Szlaban dla Dudzica
Treść
Piłkarze andrychowskich Beskidów dzisiaj rozpoczynają przygotowania do sezonu w V lidze wadowickiej. Trener Piotr Stach dwoma treningami w tym tygodniu chce rozruszać swoich podopiecznych przed turniejem halowym, który przyjdzie im rozegrać w niedzielę, w Chrzanowie.
Nie jest żadną tajemnicą, że do Beskidów przymierzani są zawodnicy z Iskry Klecza: Felsch, Śliwa i Konrad Błachut. - Ten ostatni jest młodzieżowcem, a właśnie o młodzieżowców najbardziej mi chodzi, by wśród nich podnieść rywalizację - mówi trener Beskidów Piotr Stach. - Na razie jest jeszcze zbyt wcześnie, by mówić o dalszych wzmocnieniach. Spokojnie będziemy czekać na rozwój wypadków. O tym, czy będę miał trójkę kleczan, przekonam się dopiero wtedy, kiedy ich karty będą w naszym klubie - dodaje szkoleniowiec.
Z drugiej strony Piotr Stach podkreśla dobry klimat między dwoma stronami. Beskidy nie będą musiały płacić za wypożyczenia zawodników, bowiem w ramach transakcji wiązanej oddadzą sąsiadom Leśnika z Gustafiakiem. - To bardzo rozsądne wyjście - uważa Piotr Stach - Nasi zawodnicy wyrazili zgodę na przejście i wszystko jest w porządku. Zdajemy sobie sprawę z tego, że Konrad Błachut ma pewne kłopoty z kręgosłupem, ale na treningach pracował z pełnym zaangażowaniem. Najważniejsze, by o tym nie myśleć, bo nieustanne wracanie do problemów może je tylko przyciągnąć - dodaje szkoleniowiec.

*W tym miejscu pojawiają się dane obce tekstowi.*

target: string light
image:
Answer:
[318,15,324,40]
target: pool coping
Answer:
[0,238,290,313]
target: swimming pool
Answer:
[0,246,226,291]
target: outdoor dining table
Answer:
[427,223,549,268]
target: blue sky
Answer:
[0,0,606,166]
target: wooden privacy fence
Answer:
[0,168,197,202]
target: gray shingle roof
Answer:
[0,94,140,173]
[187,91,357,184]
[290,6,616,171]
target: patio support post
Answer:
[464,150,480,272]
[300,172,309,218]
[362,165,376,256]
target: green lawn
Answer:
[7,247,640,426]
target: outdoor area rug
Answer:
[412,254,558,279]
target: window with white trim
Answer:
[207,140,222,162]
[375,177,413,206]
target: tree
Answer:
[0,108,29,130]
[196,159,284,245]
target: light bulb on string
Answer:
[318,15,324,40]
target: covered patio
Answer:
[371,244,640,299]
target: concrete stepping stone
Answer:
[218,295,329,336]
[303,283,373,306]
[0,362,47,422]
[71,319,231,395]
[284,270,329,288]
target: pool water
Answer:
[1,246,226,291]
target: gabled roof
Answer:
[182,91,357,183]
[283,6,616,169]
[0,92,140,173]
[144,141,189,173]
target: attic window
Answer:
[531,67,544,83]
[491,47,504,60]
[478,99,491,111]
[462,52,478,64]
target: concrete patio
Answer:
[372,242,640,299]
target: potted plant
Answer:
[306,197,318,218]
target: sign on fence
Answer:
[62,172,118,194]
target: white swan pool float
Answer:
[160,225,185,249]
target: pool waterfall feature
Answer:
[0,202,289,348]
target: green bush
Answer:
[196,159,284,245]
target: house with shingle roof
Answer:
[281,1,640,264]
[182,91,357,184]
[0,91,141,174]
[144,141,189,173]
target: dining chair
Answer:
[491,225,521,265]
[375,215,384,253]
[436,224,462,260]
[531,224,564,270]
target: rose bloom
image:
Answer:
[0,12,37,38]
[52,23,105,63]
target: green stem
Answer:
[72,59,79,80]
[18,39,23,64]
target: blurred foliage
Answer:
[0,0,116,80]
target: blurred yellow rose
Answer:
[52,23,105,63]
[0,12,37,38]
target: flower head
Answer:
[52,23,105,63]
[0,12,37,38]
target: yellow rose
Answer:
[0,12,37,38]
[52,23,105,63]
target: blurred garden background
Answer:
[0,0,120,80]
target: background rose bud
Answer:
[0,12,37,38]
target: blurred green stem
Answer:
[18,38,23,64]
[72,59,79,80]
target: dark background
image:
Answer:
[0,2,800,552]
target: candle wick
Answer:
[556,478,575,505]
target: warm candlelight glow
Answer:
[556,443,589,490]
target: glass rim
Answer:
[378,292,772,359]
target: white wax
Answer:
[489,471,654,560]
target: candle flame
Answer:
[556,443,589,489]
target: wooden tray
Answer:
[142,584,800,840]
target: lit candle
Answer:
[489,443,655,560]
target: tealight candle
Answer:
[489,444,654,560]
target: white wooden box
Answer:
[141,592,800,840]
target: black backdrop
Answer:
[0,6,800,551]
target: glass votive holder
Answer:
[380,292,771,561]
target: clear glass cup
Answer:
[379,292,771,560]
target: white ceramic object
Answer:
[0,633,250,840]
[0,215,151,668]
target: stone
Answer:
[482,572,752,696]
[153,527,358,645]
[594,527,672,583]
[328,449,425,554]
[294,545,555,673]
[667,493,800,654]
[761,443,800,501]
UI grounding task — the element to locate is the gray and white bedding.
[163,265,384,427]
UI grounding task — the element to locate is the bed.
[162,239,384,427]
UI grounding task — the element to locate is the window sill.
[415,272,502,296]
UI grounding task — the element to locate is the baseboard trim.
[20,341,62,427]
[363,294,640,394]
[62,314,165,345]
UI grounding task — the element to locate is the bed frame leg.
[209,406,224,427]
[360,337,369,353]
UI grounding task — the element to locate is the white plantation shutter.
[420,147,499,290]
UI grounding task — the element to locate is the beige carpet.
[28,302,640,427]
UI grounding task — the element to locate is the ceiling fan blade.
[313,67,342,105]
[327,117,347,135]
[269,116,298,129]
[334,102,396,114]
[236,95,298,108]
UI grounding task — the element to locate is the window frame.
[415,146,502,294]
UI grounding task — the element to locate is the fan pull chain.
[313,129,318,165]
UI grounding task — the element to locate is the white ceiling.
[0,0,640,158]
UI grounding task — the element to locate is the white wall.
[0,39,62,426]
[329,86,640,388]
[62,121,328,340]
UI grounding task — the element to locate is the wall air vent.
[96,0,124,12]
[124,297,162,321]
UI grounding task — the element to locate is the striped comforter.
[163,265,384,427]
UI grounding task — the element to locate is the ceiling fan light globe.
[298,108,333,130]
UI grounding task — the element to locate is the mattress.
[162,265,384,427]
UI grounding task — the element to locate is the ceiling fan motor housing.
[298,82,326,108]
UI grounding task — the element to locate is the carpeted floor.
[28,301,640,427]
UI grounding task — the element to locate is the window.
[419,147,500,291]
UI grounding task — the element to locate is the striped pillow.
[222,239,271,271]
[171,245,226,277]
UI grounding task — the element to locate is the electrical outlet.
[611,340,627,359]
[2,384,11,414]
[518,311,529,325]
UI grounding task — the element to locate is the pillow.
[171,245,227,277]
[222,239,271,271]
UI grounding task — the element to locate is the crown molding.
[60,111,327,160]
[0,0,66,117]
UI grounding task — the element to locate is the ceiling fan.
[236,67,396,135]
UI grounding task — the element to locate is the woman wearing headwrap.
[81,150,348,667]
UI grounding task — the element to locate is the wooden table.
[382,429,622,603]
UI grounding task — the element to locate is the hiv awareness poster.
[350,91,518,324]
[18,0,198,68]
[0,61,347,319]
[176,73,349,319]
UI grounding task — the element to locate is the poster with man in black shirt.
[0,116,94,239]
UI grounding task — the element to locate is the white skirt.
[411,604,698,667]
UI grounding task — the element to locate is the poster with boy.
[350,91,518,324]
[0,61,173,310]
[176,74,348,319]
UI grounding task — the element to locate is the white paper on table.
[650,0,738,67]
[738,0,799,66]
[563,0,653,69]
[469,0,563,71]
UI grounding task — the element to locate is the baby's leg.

Nie wiadomo, czy w Andrychowie na rundę wiosenną pozostanie Przemysław Dudzic, wychowanek Niwy Nowa Wieś. Jesienią z 9 bramkami był najskuteczniejszym strzelcem Beskidów. Po zakończeniu sezonu był próbowany w III-ligowym Górniku Jastrzębie, ale wiele wskazuje na to, że wyląduje w macierzystym klubie, walczącym w oświęcimskiej klasie A. Ludzie związani z Niwą postawili Beskidom cenę zaporową za przedłużenie wypożyczenia (podobno mówi się o 10 tys. zł), a sam zawodnik też nie określił się, czy mimo przeszkód z rodzinnego klubu, chciałby jednak wiązać swoją przyszłość z Andrychowem. - Zdajemy sobie sprawę z tego, że Dudzic w lidze sporo sytuacji marnował, ale wkomponował się w zespół. Wydaje mi się, że powoli udałoby nam się wszystko poukładać. Jednak nikt za niego decyzji nie podejmie. Skoro zdecyduje się na powrót do Nowej Wsi, będzie to jego wola. Na razie nie wiem, czy będziemy kogoś szukać w jego miejsce. Być może sam stanę w przodzie. Przecież pod koniec jesieni zagrałem trzy mecze w "szpicy", zdobywając 4 gole. Jakoś będziemy sobie radzić - dodaje andrychowski szkoleniowiec
Rywalem andrychowian w Chrzanowie będą zespoły: Legii Warszawa, Zagłębia Sosnowiec, BKS Bielsko-Biała. Zespół ze stolicy sprowadzany jest dzięki kontaktom Mirosława Kmiecia z Tomaszem Kiełbowiczem. Obaj zawodnicy znają się z występów w Siarce Tarnobrzeg. Obecnie Kmieć jest zawodnikiem Beskidów Andrychów.